Quand Louis Pasteur expérimente avec succès le vaccin contre la rage, il ouvre de nouvelles et formidables perspectives à la biologie et à la médecine. Il
chargera plus tard ses élèves ou disciples de prolonger ses recherches à travers le monde. Les jeunes pasteuriens partent pour de longs périples. Parmi eux, Alexandre Yersin, d’origine suisse (il est né à Morges en 1863), naturalisé Français pour les besoins de la science, qui se forme sur le tas et part très vite en Indochine, où il passera le plus clair de sa vie, loin des brouhahas parisiens et des fracas guerriers.
Il multiplie là-bas les observations épidémiologiques mais aussi bien géographiques, astronomiques ou météorologiques. C’est que ces jeunes gens sont curieux de tout, Yersin en particulier. Ami du politicien Doumer, Yersin se trouve à l’origine de la ville de Dalat, dans l’actuel Vietnam, puis il s’installe à Nha Trang pour y mener passionnément ses multiples activités de chercheur. Elevage bovin, culture de l’hévéa, des orchidées, de la quinine : il pourrait faire fortune mais tout va au financement des recherches et de l’Institut Pasteur créé entre-temps.
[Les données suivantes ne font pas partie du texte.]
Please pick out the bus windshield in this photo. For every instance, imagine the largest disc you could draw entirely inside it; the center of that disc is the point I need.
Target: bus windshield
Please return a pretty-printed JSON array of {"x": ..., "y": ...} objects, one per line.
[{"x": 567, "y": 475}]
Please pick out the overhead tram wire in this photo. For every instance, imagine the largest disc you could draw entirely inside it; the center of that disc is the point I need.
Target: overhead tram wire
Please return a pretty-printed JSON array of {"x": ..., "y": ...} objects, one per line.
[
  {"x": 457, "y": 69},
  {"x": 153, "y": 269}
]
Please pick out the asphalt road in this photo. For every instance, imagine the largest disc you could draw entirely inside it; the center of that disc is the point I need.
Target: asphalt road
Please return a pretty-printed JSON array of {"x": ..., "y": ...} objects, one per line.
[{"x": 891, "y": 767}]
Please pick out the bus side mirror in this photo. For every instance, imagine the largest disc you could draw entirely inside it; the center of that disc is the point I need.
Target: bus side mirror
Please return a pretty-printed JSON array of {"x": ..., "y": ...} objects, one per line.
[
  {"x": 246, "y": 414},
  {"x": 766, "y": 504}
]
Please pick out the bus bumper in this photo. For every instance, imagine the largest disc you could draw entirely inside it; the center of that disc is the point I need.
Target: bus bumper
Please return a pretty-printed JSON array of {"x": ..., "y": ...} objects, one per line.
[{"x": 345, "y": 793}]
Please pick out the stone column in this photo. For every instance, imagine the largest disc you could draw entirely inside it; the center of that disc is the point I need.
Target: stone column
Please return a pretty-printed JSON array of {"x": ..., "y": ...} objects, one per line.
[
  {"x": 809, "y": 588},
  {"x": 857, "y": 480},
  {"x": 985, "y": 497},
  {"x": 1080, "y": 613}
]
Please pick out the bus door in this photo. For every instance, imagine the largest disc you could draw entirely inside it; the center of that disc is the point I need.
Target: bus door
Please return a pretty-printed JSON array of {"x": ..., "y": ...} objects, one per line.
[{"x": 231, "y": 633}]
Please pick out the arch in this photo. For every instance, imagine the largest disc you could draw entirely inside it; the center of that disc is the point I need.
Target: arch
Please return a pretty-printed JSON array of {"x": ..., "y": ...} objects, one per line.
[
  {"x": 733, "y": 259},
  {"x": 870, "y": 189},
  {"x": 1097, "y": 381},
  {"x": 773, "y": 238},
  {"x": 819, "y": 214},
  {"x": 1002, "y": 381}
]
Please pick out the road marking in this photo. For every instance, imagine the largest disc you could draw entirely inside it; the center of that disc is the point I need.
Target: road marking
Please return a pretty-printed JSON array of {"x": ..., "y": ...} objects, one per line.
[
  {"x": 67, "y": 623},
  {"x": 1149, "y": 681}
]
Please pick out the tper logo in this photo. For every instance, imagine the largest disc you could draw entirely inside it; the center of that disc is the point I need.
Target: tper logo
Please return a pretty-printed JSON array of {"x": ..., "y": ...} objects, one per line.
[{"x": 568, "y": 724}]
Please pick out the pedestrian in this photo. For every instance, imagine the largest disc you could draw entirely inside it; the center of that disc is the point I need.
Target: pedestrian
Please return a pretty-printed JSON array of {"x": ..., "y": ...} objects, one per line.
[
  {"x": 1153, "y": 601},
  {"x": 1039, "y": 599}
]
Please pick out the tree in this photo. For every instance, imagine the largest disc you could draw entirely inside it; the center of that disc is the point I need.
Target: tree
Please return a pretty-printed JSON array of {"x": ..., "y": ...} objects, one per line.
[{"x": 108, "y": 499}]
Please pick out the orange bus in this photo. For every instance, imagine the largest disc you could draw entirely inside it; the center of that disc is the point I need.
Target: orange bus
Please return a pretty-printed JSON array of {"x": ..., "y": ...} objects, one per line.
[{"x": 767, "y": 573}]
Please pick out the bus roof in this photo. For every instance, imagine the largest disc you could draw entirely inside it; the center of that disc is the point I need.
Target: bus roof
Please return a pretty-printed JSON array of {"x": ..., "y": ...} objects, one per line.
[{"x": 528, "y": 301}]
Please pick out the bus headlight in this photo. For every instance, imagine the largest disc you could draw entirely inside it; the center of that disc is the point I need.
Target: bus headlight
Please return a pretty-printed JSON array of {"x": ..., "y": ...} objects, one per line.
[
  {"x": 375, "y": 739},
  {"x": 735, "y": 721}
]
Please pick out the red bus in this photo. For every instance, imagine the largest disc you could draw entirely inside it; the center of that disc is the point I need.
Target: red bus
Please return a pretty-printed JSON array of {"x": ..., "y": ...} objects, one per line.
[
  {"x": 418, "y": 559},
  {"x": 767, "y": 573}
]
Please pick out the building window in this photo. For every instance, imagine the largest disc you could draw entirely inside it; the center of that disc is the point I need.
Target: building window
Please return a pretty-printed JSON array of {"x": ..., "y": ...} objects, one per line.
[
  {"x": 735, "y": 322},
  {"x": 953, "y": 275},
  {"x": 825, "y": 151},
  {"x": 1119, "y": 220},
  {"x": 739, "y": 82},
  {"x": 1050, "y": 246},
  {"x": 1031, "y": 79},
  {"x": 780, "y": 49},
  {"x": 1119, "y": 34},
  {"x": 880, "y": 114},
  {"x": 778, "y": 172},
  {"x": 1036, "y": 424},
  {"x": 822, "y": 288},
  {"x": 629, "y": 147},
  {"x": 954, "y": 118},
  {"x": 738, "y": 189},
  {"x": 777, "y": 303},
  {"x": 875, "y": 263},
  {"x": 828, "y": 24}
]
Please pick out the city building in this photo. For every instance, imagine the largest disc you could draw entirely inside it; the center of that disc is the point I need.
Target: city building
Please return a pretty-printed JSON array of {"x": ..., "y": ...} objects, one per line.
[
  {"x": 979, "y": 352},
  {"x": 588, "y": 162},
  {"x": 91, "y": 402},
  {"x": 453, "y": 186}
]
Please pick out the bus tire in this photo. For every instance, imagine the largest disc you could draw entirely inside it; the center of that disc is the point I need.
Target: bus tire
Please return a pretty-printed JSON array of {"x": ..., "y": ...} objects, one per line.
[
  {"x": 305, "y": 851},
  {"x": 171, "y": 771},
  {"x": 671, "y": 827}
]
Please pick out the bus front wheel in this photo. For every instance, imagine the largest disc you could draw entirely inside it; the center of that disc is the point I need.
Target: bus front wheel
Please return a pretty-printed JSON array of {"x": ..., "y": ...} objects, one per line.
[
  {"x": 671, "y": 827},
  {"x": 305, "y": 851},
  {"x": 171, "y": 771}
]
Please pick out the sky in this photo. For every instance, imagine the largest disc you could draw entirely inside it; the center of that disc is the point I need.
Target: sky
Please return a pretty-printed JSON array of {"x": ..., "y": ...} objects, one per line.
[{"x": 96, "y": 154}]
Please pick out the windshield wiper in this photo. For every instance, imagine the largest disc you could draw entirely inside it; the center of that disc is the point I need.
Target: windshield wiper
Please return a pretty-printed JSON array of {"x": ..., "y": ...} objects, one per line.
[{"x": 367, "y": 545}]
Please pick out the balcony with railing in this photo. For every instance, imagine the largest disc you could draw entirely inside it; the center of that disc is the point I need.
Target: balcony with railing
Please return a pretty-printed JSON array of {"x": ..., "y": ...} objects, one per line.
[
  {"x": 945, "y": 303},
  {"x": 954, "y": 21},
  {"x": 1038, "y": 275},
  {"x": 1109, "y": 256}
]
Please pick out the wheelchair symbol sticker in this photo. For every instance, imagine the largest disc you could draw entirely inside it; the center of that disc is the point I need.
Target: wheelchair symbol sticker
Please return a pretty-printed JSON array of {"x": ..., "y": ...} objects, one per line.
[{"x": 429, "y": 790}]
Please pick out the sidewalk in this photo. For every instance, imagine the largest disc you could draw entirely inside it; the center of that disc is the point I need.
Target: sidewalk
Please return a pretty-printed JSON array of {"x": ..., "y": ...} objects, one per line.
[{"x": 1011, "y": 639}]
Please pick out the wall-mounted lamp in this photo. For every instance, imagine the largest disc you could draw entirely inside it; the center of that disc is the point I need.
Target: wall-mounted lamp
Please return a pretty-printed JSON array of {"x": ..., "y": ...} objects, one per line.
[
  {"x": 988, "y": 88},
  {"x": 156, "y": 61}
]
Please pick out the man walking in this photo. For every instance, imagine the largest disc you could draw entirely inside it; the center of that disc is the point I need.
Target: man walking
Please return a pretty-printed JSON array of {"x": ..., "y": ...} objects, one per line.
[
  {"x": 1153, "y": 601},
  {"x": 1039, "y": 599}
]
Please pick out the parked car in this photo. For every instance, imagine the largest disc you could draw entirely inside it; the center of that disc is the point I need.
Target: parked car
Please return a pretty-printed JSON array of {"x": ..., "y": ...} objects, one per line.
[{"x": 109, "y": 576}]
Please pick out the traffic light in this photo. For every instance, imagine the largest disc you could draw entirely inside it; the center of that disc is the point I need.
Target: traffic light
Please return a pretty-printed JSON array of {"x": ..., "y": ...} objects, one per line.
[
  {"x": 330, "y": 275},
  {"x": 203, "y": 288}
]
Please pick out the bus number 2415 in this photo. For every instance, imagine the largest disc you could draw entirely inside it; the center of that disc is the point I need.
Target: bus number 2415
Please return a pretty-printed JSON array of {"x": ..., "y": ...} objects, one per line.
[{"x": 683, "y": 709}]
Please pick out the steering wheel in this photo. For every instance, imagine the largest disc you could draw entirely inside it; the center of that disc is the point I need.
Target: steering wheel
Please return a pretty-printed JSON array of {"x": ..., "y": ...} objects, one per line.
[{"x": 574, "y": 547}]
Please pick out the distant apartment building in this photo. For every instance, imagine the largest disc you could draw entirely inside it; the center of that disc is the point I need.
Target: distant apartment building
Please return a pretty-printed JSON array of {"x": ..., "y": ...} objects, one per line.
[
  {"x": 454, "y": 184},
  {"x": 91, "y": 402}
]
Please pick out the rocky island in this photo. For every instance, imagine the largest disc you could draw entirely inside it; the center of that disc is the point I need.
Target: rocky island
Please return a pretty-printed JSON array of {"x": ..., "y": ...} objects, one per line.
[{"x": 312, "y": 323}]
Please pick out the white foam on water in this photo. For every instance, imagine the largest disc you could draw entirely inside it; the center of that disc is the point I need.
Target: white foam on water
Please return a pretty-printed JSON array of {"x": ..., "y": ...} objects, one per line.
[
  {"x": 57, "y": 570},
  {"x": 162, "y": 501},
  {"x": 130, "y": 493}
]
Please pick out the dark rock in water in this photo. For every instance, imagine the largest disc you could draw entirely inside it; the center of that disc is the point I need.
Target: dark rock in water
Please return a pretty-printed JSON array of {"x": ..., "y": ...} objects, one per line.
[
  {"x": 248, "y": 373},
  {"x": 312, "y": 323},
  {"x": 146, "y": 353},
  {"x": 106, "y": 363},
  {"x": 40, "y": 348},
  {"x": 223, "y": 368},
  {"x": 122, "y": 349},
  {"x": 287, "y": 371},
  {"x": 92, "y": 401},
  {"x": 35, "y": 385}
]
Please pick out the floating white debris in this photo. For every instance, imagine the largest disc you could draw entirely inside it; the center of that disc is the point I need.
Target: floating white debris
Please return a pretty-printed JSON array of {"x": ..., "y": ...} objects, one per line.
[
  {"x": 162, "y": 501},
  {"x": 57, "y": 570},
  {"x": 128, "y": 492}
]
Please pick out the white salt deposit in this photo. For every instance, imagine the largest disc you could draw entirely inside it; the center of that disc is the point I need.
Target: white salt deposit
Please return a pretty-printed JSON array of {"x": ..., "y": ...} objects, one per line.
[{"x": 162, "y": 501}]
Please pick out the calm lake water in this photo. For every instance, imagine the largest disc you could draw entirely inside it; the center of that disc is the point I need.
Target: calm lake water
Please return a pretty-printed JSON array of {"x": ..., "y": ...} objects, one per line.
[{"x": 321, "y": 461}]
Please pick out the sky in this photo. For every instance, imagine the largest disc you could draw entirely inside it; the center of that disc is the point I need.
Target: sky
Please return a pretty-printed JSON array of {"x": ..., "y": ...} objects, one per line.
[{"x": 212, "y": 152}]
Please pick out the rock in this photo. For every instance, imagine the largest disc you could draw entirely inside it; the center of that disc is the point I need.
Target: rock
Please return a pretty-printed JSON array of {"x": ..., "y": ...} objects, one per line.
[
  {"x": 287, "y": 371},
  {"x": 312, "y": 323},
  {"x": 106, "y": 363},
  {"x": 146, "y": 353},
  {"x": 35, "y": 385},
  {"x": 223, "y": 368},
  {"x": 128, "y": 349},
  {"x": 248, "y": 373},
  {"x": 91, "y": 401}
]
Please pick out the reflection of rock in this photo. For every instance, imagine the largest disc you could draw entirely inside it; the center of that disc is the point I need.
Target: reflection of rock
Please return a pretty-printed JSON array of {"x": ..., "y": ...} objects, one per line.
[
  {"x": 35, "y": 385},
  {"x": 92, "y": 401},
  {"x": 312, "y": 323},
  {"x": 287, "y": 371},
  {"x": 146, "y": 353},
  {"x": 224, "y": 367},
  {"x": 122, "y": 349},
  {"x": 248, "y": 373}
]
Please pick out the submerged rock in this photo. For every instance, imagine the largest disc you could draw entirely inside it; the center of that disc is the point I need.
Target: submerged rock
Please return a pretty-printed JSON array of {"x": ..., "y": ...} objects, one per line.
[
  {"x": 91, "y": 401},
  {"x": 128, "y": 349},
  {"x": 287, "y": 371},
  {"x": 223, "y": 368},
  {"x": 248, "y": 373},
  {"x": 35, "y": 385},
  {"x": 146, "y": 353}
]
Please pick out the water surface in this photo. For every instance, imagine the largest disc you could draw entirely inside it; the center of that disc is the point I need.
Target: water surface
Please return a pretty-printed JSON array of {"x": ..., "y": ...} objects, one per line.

La science l’absorbe, il n’aura ni femme ni enfant. Parfois il revient en Europe, mais c’est le plus souvent de loin, à la radio ou par les journaux, qu’il reçoit l’écho des conflits mondiaux et de leurs atrocités. Il meurt en 1943, conscient mais pas tout à fait amer que son nom n’aura pas la même gloire posthume que son maître, Louis Pasteur, et demeurera essentiellement attaché à la découverte du bacille de la peste à Hong-Kong en 1894. C’est cette formidable aventure scientifique et humaine que raconte Deville en croisant les périodes et les personnages autour de la figure de Yersin.